Prevent Those Tiny Critters from Causing Harm

Sixteenth century poet John Donne once said, “The flea, though he may kill none, he does all the harm he can.” Parasites are definitely unwelcome guests at any time of year, whether they are microscopic bacteria or blood-engorged ticks the size of a pea, and these pests are more than nuisances…many carry diseases that can impair or even threaten your dog’s life. It is estimated that Americans spend more than a billion dollars a year in an attempt to get rid of parasites from their pets and homes, and when these jumping, biting pests appear in the spring, most pet caregivers rush out to buy preventative treatment in an effort to curb “the harm they can do.” However, as temperatures drop, many seem to feel that they can stop worrying about flea and tick infestations. The truth is that fleas can be more prevalent in October and November than at any other time of year. Throughout the summer, flea populations have increased and are peaking in the fall, and as the weather cools down, the pesky critters instinctively seek out warm bodies and other warm places to feed and exist and lay eggs. Fleas can lay dormant for long periods in the larva and pupa stages until environmental conditions rouse them, and unless flea preventatives are used well into the winter. Problems such as flea bite dermatitis and possibly tapeworms may develop.

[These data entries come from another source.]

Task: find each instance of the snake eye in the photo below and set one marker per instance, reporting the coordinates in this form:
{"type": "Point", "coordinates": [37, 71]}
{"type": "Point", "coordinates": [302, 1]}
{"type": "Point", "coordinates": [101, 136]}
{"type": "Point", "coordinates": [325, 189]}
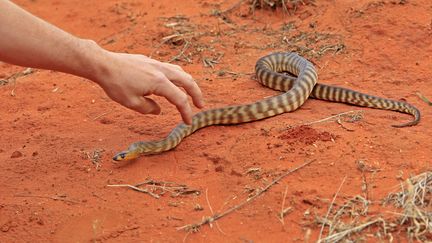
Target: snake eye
{"type": "Point", "coordinates": [119, 156]}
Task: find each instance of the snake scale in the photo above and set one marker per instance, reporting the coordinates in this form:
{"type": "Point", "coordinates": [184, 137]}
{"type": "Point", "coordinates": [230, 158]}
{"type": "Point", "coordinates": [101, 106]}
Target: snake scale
{"type": "Point", "coordinates": [271, 71]}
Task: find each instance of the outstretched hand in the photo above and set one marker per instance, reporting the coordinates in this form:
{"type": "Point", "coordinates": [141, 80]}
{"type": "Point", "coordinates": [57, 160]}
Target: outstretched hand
{"type": "Point", "coordinates": [130, 78]}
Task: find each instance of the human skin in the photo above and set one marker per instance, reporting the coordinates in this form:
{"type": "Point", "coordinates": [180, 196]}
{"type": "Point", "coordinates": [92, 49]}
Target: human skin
{"type": "Point", "coordinates": [128, 79]}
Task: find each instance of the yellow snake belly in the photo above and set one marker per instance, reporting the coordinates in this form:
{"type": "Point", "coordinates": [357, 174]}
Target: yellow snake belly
{"type": "Point", "coordinates": [273, 71]}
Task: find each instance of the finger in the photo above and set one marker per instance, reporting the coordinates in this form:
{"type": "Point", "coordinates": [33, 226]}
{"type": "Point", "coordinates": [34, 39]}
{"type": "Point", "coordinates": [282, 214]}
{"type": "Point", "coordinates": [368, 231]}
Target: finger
{"type": "Point", "coordinates": [145, 105]}
{"type": "Point", "coordinates": [185, 80]}
{"type": "Point", "coordinates": [175, 96]}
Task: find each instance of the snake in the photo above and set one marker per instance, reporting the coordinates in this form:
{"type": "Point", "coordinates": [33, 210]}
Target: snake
{"type": "Point", "coordinates": [282, 71]}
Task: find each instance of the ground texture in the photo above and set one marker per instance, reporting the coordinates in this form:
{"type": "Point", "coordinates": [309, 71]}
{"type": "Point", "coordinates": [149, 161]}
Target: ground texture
{"type": "Point", "coordinates": [59, 132]}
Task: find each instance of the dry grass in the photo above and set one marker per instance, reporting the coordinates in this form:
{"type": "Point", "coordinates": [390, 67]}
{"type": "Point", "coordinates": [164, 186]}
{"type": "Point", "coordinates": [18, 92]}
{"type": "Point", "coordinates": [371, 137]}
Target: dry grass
{"type": "Point", "coordinates": [351, 221]}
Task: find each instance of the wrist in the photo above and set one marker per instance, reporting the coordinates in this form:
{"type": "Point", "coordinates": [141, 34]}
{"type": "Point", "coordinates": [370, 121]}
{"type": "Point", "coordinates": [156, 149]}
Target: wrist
{"type": "Point", "coordinates": [92, 59]}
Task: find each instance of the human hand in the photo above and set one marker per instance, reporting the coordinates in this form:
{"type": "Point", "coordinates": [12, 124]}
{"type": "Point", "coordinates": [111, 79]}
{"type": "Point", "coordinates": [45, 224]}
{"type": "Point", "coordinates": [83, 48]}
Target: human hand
{"type": "Point", "coordinates": [130, 78]}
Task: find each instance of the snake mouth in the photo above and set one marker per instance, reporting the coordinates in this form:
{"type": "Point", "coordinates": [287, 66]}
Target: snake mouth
{"type": "Point", "coordinates": [125, 155]}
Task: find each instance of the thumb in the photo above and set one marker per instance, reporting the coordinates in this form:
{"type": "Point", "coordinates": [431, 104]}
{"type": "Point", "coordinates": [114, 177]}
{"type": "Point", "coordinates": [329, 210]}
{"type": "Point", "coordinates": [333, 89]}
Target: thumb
{"type": "Point", "coordinates": [146, 105]}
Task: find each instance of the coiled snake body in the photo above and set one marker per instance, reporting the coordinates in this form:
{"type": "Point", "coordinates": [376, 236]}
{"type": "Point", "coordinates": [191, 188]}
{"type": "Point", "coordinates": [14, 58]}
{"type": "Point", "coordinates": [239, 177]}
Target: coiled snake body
{"type": "Point", "coordinates": [270, 71]}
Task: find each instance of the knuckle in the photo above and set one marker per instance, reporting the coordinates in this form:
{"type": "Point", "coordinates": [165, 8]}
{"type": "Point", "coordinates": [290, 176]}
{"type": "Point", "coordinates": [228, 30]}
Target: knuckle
{"type": "Point", "coordinates": [160, 77]}
{"type": "Point", "coordinates": [182, 100]}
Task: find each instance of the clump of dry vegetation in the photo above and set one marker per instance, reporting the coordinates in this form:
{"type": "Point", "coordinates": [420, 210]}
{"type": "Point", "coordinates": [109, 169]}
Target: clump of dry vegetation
{"type": "Point", "coordinates": [288, 6]}
{"type": "Point", "coordinates": [413, 204]}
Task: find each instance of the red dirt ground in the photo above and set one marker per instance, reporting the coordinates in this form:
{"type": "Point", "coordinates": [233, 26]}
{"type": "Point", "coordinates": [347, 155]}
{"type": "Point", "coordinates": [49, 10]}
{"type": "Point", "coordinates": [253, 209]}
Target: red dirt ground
{"type": "Point", "coordinates": [55, 120]}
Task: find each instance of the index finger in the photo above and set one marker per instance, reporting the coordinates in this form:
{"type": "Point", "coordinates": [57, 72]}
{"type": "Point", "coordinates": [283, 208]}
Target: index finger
{"type": "Point", "coordinates": [185, 80]}
{"type": "Point", "coordinates": [176, 97]}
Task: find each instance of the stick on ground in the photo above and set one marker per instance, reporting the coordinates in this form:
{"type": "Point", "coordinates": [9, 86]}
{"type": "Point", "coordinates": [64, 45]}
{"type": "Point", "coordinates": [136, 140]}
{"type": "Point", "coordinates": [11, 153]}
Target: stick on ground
{"type": "Point", "coordinates": [208, 220]}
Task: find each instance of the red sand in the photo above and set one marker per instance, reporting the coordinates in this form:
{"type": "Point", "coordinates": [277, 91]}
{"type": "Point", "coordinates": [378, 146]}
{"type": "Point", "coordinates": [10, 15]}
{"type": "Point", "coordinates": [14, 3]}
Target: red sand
{"type": "Point", "coordinates": [54, 119]}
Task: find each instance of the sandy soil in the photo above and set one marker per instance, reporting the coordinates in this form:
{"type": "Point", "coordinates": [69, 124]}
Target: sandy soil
{"type": "Point", "coordinates": [59, 132]}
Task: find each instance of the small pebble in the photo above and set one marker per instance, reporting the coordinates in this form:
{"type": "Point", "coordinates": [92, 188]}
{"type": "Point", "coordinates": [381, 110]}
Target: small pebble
{"type": "Point", "coordinates": [16, 154]}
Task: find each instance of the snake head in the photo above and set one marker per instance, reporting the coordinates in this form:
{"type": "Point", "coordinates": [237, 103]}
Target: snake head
{"type": "Point", "coordinates": [125, 155]}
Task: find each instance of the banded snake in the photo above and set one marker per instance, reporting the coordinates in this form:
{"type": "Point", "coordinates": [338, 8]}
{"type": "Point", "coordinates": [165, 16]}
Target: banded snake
{"type": "Point", "coordinates": [270, 71]}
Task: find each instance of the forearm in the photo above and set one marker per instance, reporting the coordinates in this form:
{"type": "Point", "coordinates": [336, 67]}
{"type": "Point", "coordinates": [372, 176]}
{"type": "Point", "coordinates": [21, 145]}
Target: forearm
{"type": "Point", "coordinates": [29, 41]}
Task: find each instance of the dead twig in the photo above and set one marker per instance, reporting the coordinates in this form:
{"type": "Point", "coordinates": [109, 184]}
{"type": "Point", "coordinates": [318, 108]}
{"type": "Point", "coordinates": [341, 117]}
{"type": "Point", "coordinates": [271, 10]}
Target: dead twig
{"type": "Point", "coordinates": [351, 116]}
{"type": "Point", "coordinates": [158, 188]}
{"type": "Point", "coordinates": [340, 235]}
{"type": "Point", "coordinates": [178, 56]}
{"type": "Point", "coordinates": [136, 189]}
{"type": "Point", "coordinates": [284, 210]}
{"type": "Point", "coordinates": [208, 220]}
{"type": "Point", "coordinates": [330, 208]}
{"type": "Point", "coordinates": [55, 198]}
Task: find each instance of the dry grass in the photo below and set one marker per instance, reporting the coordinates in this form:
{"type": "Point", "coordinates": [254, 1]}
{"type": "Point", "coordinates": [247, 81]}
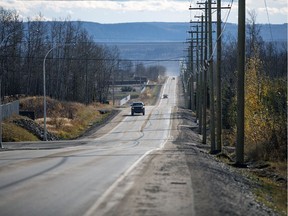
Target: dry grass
{"type": "Point", "coordinates": [67, 120]}
{"type": "Point", "coordinates": [14, 133]}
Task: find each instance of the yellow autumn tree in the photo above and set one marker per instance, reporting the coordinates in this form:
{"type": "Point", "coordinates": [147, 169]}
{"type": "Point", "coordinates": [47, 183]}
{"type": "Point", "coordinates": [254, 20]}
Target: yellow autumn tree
{"type": "Point", "coordinates": [264, 128]}
{"type": "Point", "coordinates": [257, 120]}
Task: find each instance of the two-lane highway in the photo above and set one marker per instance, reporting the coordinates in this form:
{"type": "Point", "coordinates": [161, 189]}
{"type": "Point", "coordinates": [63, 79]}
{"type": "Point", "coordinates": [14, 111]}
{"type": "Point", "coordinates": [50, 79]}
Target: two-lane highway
{"type": "Point", "coordinates": [74, 180]}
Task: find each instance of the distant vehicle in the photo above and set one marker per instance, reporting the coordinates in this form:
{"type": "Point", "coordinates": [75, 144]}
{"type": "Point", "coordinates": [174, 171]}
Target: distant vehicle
{"type": "Point", "coordinates": [137, 107]}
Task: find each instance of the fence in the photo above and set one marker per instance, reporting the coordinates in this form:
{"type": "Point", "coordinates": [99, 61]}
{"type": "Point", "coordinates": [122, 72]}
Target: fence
{"type": "Point", "coordinates": [10, 109]}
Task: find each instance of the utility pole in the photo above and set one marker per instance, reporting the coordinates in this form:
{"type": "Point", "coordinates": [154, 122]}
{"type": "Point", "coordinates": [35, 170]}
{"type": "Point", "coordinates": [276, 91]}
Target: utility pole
{"type": "Point", "coordinates": [205, 64]}
{"type": "Point", "coordinates": [209, 63]}
{"type": "Point", "coordinates": [211, 84]}
{"type": "Point", "coordinates": [240, 84]}
{"type": "Point", "coordinates": [218, 81]}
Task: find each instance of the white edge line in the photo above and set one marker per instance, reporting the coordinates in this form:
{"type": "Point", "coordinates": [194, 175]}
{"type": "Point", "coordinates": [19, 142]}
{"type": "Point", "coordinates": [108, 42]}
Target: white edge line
{"type": "Point", "coordinates": [91, 211]}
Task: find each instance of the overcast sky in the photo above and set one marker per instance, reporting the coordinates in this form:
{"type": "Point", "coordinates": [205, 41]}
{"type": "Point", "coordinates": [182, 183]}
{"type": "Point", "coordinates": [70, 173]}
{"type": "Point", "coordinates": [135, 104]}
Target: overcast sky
{"type": "Point", "coordinates": [119, 11]}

Ticks have also been abundant all summer, and they are still alive and well, even though cooler weather has arrived. Ticks are tough, and can hibernate and survive very cold weather, and although they probably won’t invade your home like fleas do, they can bring diseases into the house by clinging to your clothing or your pets. Ticks have become synonymous with Lyme disease, but most ticks do not carry this disease, and even if they are infected, they only begin transmitting disease if they are allowed to remain attached and feed for sustained periods of time, so it is important to examine your dog every day to locate and immediately remove any ticks. Work through his coat with a fine-toothed comb, and use your hands to feel all over for any suspicious bumps and creepy crawlers. When ticks are engorged with blood, they are visibly swollen and purplish, but unfed ticks will resemble tiny brown scabs, and are easy to miss. There are effective products to deal with both ticks and fleas, but DO NOT buy over-the-counter products which may be toxic to your pet. Always check with your veterinarian before using any parasite prevention product! Other parasites that drain a dog’s vitality can be quickly identified by a fecal sample. Fecal samples should be taken in to your vet regularly, so if a bug is found, it can be treated and eliminated. It is easier to expend a little extra time, energy, and money to prevent parasites from causing major harm.

Mosquitoes have been terrorizing both humans and canines this fall, and mosquitoes are the culprits in transmitting potentially lethal heartworm. Unlike fleas and ticks that live on your dog, mosquitoes just drop by for a quick meal, and then are gone, but they have the potential to transmit life-threatening diseases such as heartworm which can be fatal to an animal. We encourage responsible pet caregivers to be diligent in the consistent use of VET APPROVED flea, tick and heartworm prevention products.

Everyone is afflicted by “the fleas” of life”—you know, colds, bills, broken bones, and little nuisances of one sort or another. Let’s strive to eliminate all the fleas—from our dogs, and from our lives.